Oscilar entre todo o nada. Entre hacer las cosas impecablemente, o zafarse de todo autocontrol y elegir el desastre. Suena agotante, y lo es. Pendular de un lado al otro es la realidad para todas aquellas mujeres que pelean diariamente con su alimentación. Hablo de romper una dieta con un bocado de más y gracias a ese “desliz”, darse permiso para comer como si no hubiera un mañana. Comer sin pensar y sin estar; simplemente, comer por comer. Comer para reencontrarse con algo, como una especie de liberación, un éxtasis.
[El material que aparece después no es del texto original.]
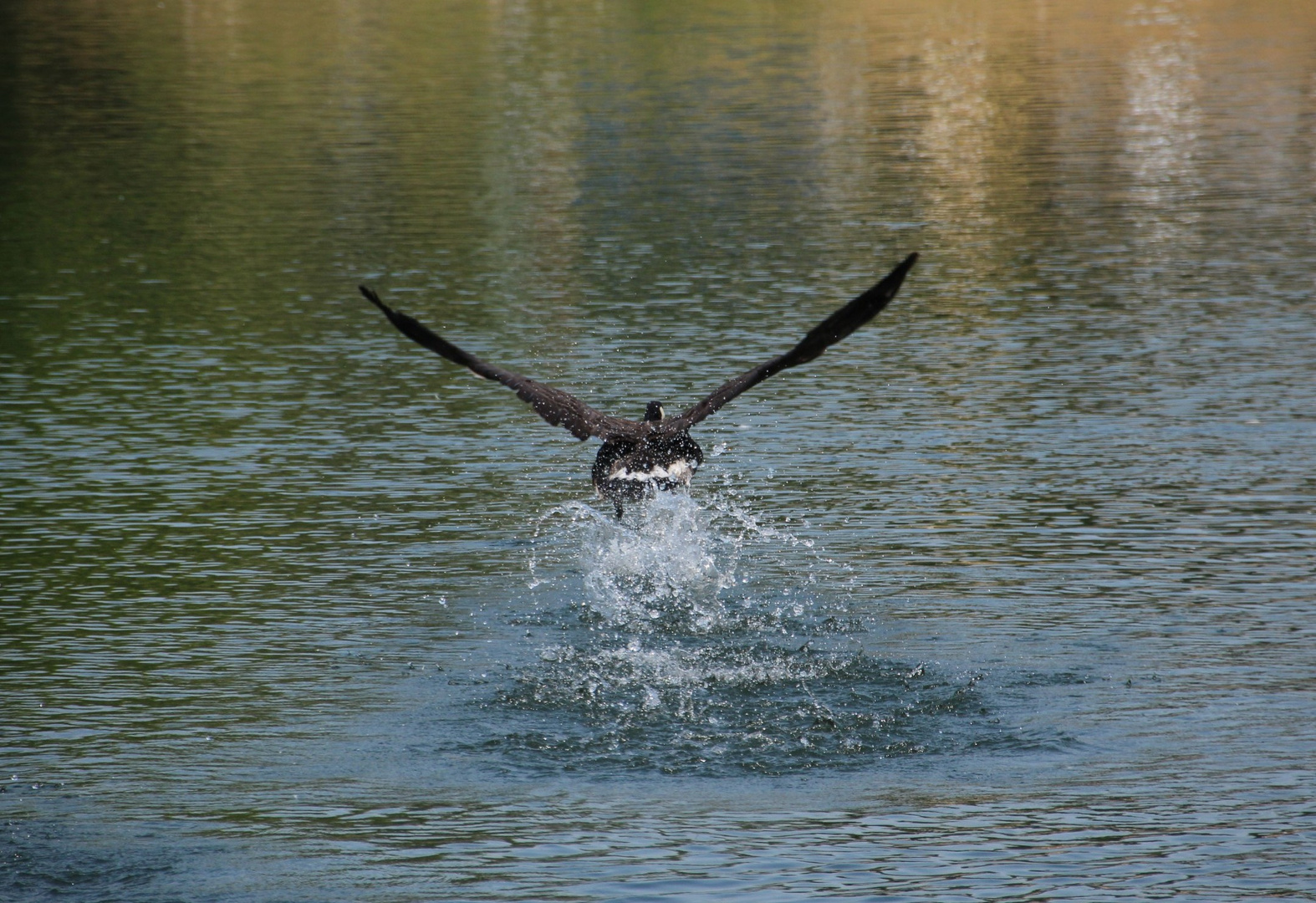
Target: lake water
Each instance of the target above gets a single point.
(1007, 596)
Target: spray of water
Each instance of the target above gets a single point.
(691, 637)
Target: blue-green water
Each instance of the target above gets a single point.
(1010, 595)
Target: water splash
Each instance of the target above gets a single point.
(692, 637)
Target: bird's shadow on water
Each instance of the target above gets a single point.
(691, 639)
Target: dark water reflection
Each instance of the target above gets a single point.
(1010, 595)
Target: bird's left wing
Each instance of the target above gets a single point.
(559, 408)
(827, 334)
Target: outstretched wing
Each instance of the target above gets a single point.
(827, 334)
(553, 405)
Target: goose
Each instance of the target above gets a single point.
(641, 457)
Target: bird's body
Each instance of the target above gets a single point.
(640, 457)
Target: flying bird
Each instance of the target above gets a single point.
(640, 457)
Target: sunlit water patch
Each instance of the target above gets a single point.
(662, 645)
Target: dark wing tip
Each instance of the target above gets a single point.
(374, 299)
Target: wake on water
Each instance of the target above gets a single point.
(694, 639)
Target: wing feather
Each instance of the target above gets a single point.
(559, 408)
(823, 336)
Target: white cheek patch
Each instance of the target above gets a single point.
(678, 470)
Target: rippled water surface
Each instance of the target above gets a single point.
(1007, 596)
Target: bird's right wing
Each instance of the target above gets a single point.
(827, 334)
(559, 408)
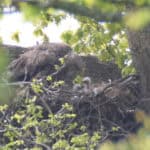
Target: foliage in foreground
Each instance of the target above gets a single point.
(139, 141)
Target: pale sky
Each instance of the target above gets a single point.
(14, 22)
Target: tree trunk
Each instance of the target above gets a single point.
(139, 43)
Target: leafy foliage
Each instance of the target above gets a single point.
(28, 126)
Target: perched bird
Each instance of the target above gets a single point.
(36, 59)
(87, 86)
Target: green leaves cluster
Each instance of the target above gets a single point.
(108, 41)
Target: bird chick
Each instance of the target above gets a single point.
(87, 85)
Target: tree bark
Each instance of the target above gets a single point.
(139, 43)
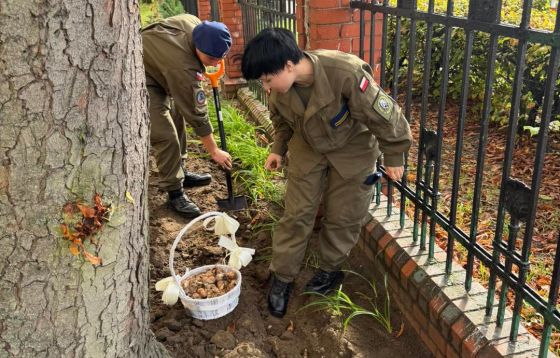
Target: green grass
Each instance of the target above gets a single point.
(249, 157)
(341, 304)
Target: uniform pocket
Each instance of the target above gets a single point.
(199, 100)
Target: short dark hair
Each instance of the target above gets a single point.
(269, 52)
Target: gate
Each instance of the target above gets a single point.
(261, 14)
(508, 263)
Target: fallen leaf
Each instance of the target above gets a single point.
(129, 197)
(401, 330)
(290, 326)
(74, 249)
(94, 260)
(87, 212)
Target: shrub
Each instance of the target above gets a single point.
(537, 60)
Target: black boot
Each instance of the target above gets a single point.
(179, 202)
(194, 179)
(278, 297)
(322, 282)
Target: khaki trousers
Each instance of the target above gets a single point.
(345, 202)
(168, 138)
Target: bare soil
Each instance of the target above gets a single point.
(250, 331)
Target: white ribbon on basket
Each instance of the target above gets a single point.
(223, 225)
(170, 290)
(238, 256)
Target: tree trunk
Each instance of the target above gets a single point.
(73, 122)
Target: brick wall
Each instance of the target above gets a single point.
(230, 14)
(321, 24)
(332, 24)
(204, 10)
(450, 321)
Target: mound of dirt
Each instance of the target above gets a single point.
(250, 331)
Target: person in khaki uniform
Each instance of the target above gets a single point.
(334, 121)
(176, 50)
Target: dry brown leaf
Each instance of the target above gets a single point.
(74, 249)
(94, 260)
(401, 330)
(87, 212)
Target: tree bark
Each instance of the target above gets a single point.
(73, 122)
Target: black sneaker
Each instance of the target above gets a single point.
(323, 281)
(278, 297)
(183, 205)
(194, 179)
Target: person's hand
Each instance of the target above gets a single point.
(395, 173)
(222, 158)
(273, 162)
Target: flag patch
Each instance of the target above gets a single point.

Cuando la tensión del control se revienta (siempre lo hace), llega una nueva y liberadora oportunidad, con su alta dosis de alimentos “prohibidos”, culpa y vergüenza. Hablo de comer rápido y, muchas veces, a escondidas. De comer ponqué viejo y seco y pasarlo con todo el paquete de galletas.
Pero hacer esas cosas no es un gran misterio. Ninguna mujer que tenga atracones es deficiente de ninguna manera. Simplemente, es una faceta natural de la estricta auto vigilancia. En mi opinión, el control y el atracón son caras de una misma moneda. Una clienta me dice, mi atracón me sirve para no pensar. La entiendo. A veces, pensamos demasiado.
A nadie le gusta decir que tiene atracones. No son glamurosos. El autocontrol es mejor visto. Pero la realidad es que nadie está en control. Al menos no el tipo de control que inútilmente perseguimos. El único control posible viene de confiar, qué gran paradoja. Ese control es más como una declaración de fe, que cualquier otra cosa. De creer en la vida y en uno mismo. Es saber que todo está bien, que sabremos manejar cada situación, independientemente de lo que pase en los ires y venires de la vida.